Ela olha para o seu braço em seguida em seus olhos, ele lentamente se aproxima e encosta sua testa na dela, ambos fecham os olhões e seus lábios estão a centímetros de distancia, então ele diz baixinho:
– Agora eu quero ouvir de você que não me ama mais. Nelson.
– Nelson! Camila excitada.
– Camila, eu te amo e se você não me ama eu quero ouvir de você. Nelson a segurando.
Camila não resistiria a um beijo de seu amado, mas perante a tudo que ele fez, sequestrando sua irmã e tentando mata-la, ela tira a mão dele de seu rosto, abre seus olhos e se afasta de Nelson.
– Eu não... isso é ridículo Nelson eu vou embora.

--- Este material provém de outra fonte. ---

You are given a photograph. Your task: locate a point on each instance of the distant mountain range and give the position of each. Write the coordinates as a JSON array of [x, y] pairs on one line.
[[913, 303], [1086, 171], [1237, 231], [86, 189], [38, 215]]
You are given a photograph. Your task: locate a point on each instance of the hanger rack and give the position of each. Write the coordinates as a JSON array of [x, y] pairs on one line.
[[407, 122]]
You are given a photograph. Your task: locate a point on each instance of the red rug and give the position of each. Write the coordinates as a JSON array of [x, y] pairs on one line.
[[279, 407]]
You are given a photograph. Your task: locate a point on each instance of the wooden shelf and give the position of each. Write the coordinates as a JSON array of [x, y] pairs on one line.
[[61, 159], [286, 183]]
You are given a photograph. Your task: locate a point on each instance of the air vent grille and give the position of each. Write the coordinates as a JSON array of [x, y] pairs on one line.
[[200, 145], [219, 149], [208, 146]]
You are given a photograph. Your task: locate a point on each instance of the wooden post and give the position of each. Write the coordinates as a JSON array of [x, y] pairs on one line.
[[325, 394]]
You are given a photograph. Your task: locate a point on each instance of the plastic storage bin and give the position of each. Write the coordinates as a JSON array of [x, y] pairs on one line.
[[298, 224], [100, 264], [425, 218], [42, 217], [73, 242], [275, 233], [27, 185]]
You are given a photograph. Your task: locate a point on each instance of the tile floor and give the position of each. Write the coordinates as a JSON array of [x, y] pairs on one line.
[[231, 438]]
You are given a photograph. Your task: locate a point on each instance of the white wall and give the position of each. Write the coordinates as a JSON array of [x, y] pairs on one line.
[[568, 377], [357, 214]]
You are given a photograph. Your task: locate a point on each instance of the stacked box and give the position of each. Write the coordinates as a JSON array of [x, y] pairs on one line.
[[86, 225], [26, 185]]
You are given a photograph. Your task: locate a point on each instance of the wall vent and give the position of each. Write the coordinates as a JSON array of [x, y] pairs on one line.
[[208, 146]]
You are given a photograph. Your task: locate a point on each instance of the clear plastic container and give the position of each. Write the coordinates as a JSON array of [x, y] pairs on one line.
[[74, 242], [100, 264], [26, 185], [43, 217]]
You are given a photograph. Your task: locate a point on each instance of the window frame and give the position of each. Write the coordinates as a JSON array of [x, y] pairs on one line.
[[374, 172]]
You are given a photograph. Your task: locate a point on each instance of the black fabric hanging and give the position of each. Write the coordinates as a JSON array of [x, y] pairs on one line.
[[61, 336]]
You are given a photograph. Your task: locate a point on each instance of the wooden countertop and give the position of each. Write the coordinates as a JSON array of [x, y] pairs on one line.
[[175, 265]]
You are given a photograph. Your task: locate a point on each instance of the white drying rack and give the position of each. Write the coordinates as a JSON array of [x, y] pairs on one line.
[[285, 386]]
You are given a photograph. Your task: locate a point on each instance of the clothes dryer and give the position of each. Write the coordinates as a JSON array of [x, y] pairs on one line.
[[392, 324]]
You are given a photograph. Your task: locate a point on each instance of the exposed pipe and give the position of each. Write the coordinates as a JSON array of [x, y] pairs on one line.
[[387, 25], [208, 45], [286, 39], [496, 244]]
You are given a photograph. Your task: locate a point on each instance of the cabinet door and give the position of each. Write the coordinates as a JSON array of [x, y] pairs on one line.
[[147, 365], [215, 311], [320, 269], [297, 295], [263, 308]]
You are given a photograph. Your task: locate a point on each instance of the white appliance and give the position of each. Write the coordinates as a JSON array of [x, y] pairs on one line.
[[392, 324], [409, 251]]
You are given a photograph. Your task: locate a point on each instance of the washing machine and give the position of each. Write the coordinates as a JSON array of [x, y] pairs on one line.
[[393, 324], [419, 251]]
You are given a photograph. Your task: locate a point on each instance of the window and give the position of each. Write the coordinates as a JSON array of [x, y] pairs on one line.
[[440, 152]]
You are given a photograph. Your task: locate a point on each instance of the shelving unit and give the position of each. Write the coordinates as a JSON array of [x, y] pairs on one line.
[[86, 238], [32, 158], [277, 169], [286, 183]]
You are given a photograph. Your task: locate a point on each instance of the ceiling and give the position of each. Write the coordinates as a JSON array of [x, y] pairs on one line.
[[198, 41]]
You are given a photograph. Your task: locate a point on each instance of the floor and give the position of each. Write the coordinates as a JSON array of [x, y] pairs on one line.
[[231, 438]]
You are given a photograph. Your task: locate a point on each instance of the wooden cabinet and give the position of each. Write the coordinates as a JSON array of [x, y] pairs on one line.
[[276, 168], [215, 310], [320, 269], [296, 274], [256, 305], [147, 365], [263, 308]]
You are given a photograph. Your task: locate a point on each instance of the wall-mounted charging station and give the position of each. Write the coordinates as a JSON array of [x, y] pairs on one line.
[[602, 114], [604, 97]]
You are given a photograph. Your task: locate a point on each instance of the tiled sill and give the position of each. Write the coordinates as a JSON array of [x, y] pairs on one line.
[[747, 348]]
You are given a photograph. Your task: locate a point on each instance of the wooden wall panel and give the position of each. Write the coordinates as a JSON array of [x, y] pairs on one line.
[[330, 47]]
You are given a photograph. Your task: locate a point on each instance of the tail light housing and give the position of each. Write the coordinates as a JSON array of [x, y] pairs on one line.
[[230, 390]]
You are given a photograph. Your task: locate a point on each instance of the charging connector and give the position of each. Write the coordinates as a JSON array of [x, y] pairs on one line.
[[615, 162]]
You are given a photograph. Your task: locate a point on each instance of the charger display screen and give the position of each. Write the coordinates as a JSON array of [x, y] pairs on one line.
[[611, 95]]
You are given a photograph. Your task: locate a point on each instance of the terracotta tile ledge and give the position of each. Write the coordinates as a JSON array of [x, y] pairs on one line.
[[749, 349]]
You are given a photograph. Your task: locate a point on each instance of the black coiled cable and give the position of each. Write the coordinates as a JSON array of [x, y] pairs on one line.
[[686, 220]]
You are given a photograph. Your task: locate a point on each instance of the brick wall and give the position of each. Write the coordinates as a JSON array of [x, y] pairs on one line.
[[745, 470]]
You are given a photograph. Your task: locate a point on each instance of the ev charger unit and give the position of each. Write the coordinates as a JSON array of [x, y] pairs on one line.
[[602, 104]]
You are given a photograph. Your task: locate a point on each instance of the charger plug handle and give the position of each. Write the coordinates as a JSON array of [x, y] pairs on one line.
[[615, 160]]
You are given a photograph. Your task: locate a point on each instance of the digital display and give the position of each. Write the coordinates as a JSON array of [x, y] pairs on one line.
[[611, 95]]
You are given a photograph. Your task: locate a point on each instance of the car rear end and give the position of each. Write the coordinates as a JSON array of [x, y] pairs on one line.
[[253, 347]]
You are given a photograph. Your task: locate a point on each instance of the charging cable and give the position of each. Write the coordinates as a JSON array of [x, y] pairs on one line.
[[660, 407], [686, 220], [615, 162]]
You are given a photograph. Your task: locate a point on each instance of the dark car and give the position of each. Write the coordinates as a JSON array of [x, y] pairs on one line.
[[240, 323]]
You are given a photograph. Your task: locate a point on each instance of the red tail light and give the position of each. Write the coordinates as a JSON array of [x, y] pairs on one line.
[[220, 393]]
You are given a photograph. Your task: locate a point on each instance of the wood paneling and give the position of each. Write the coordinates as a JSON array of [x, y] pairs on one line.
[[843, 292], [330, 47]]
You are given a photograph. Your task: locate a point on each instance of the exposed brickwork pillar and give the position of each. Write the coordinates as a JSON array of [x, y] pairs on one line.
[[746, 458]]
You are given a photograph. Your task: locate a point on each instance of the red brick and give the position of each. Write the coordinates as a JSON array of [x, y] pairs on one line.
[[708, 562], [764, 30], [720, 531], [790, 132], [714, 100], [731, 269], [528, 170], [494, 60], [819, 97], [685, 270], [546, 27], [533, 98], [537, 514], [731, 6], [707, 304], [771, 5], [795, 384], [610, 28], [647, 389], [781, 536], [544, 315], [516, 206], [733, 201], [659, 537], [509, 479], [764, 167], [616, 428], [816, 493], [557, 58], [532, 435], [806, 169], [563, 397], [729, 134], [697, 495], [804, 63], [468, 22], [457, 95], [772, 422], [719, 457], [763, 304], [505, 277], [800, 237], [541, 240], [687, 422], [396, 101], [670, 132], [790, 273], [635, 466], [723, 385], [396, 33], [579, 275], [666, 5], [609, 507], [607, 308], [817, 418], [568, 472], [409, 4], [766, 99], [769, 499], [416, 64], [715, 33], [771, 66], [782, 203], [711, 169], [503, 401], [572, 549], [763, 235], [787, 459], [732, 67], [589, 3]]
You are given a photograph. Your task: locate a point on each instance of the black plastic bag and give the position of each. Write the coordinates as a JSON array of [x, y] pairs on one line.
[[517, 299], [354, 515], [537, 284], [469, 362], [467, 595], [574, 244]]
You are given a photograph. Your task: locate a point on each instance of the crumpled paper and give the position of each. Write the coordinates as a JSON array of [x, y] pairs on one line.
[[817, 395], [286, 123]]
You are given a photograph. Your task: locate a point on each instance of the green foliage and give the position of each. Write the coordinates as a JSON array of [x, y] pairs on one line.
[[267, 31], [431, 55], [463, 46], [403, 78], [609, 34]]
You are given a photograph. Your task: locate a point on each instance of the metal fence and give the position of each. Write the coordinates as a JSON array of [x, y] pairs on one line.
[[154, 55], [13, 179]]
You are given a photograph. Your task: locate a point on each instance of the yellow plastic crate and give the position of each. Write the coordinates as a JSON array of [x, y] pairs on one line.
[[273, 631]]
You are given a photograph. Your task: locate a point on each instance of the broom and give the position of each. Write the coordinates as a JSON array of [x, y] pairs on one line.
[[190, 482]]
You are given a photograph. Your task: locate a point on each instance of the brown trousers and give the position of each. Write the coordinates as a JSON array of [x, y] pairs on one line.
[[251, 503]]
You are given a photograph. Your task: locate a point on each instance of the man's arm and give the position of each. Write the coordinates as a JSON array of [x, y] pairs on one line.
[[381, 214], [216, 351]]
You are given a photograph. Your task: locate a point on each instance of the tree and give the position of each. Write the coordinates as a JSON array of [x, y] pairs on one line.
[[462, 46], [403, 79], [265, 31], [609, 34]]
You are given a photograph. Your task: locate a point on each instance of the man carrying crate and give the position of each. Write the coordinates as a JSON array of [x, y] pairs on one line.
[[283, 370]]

Camila.
Antes dela sair da sala e diz:
– Não confie em ninguém, guarde tudo para você, eu vou por um fim nisso eu te garanto.
Ela sai da sala, o deixando sozinho e com um grande sorriso no rosto. Na recepção ela encontra Giovanni sentado.
– Ele disse alguma coisa? Giovanni.
– Não. Ele está com medo de contar. O perseguidor disse que vai matar a família dele se contar. Camila.
– Eu já imaginava. Há essa hora o medico já tirou o feto da barriga da Amanda. Giovanni.
Eles vão até o carro, onde está Arley, os amigos voltam para Rosemont e chegam ao anoitecer na cidade. Eles param na frente hospital e descem do carro, mas um alto, ruivo e pele branca, é Matin que os interrompe.
– Arley? Martin.
– Sim. Você é o Martin né? Estava no enterro do Jimmy. Arley.
– Sim, sou eu. Então eu estava te procurando há algum tempo. Martin.
– Por quê? Arley.
– É sobre o Jimmy. No dia que ele morreu, ele foi à minha casa para que eu rastreasse um endereço, eu descobri e ele foi sozinho até o local e no dia seguinte eu soube que ele tinha sido assassinado. Martin.
– Que endereço é esse? Arley.
– Está aqui. Martin.
Martin entrega um papel com o endereço para Arley e em seguida diz:
– Só toma cuidado quando for lá, o Jimmy foi e deu no que deu. Martin.
– Pode deixar, eu não vou sozinho. Arley.